Problems Seen For Stand-Alone US Corporate Tax Reform
08 May 2013
Posted by: Author: Mike Godfrey
Source: Mike Godfrey (Tax-News.com, Washington)
While there appears to be a growing political consensus that revenue-neutral corporate tax reform that would lower the current 35% United States tax rate by drastically reducing corporate tax breaks could be possible, the Tax Policy Center (TPC) of the Urban Institute and Brookings Institution has noted that such reform on its own faces a big practical challenge from non-corporate businesses.
Although individual tax reform appears much more contentious, the TPC confirms that, if Congress pursues corporate tax reform by itself, it will come up against the problem that many corporate tax breaks also apply to non-corporate businesses, which are taxed under the individual income tax. Efforts to broaden the corporate base could therefore have significant effects on individual income taxes, making it difficult to pursue corporate reform separately.
The TPC points out that the Joint Committee on Taxation recently identified about USD1.3 trillion in income tax expenditures in 2013. However, the vast majority, more than USD1.1 trillion, operate through the individual income tax, and, of those, more than USD1 trillion have no link to corporate income taxes.
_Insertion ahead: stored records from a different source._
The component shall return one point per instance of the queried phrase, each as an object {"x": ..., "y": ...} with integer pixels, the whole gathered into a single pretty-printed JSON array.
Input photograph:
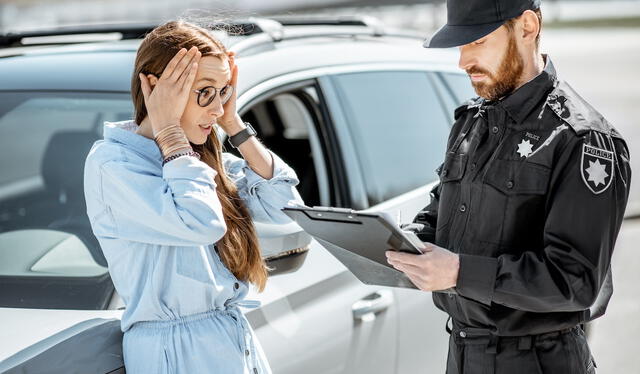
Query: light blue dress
[{"x": 157, "y": 226}]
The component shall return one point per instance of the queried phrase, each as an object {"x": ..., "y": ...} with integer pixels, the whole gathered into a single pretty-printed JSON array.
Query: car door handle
[{"x": 365, "y": 310}]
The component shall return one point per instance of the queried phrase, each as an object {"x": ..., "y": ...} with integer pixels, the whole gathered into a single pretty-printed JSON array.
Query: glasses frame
[{"x": 216, "y": 91}]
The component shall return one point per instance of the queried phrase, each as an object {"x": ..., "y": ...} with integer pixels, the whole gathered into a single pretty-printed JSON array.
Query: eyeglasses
[{"x": 207, "y": 94}]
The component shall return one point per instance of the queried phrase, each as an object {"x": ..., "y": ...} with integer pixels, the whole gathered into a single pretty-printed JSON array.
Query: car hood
[{"x": 29, "y": 332}]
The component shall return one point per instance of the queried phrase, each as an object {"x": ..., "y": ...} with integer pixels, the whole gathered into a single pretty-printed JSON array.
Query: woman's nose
[{"x": 215, "y": 108}]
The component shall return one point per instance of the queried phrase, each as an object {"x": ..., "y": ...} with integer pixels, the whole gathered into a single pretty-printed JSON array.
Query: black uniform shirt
[{"x": 531, "y": 196}]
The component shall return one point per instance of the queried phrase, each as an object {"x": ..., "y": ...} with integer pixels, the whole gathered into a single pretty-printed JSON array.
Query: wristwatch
[{"x": 239, "y": 138}]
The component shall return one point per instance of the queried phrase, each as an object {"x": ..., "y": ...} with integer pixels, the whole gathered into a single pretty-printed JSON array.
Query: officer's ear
[{"x": 529, "y": 27}]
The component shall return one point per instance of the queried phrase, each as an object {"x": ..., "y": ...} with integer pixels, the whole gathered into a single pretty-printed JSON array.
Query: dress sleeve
[
  {"x": 264, "y": 197},
  {"x": 178, "y": 208}
]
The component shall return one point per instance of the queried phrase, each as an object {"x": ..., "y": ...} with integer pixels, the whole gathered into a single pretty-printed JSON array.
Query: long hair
[{"x": 239, "y": 248}]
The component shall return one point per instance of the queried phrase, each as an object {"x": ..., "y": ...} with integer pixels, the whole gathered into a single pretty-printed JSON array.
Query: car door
[
  {"x": 320, "y": 318},
  {"x": 396, "y": 123}
]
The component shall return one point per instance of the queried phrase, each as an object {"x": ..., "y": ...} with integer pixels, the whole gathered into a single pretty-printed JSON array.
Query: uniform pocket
[
  {"x": 450, "y": 176},
  {"x": 513, "y": 197},
  {"x": 518, "y": 177}
]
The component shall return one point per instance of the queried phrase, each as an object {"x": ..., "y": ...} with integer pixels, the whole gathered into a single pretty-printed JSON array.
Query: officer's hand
[{"x": 434, "y": 270}]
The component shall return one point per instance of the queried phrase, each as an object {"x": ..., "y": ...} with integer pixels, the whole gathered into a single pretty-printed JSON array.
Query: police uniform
[{"x": 531, "y": 197}]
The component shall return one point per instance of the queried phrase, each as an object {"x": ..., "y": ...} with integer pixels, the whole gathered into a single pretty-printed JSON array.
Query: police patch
[{"x": 596, "y": 168}]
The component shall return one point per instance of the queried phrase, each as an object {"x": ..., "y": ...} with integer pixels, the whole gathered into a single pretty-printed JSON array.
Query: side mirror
[{"x": 284, "y": 247}]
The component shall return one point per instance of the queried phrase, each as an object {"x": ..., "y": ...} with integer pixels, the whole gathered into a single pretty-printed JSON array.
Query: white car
[{"x": 360, "y": 112}]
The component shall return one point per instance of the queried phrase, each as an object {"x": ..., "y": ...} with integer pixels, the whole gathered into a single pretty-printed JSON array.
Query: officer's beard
[{"x": 505, "y": 80}]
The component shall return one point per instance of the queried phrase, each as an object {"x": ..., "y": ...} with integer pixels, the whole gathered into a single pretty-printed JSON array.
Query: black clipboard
[{"x": 358, "y": 240}]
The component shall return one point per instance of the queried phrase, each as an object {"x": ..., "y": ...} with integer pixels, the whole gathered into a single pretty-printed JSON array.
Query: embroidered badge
[
  {"x": 525, "y": 148},
  {"x": 596, "y": 168}
]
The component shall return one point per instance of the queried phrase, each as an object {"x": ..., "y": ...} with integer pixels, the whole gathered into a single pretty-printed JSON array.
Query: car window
[
  {"x": 460, "y": 87},
  {"x": 45, "y": 235},
  {"x": 399, "y": 129}
]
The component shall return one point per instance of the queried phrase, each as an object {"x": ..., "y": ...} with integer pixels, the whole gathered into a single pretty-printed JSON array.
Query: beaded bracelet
[
  {"x": 172, "y": 139},
  {"x": 180, "y": 154}
]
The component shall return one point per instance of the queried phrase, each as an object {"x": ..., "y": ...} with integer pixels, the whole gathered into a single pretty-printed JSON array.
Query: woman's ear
[{"x": 153, "y": 80}]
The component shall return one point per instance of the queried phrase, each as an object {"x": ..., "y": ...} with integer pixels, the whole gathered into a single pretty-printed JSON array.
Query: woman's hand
[
  {"x": 166, "y": 97},
  {"x": 230, "y": 122}
]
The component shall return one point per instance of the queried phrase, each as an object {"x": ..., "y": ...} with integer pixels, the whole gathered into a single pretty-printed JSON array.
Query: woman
[{"x": 172, "y": 212}]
For example, the mortgage interest deduction and the exclusion of employer-provided health insurance operate exclusively through the individual income tax. As a result, the TPC concludes, "it is possible to talk about major, base-broadening reform of the individual income tax without worrying much about collateral effects on the corporate income tax."
However, it finds that "the reverse is not true for efforts at corporate tax reform." Partnerships, S corporations, sole proprietorships and other passthrough entities take advantage of many of the same business tax breaks as C corporations, including accelerated depreciation and the domestic production deduction. In addition, some corporations get the same tax breaks as individual taxpayers, as with the exemption for interest on municipal debt.
As a result, it calculates that, of the USD150bn in corporate tax expenditures, only USD69bn comes from provisions that operate solely through the corporate income tax (primarily the deferral of foreign income by multinationals). The other USD81bn comes from provisions that also reduce individual income taxes, and would complicate efforts to pursue corporate reform separately from individual reform.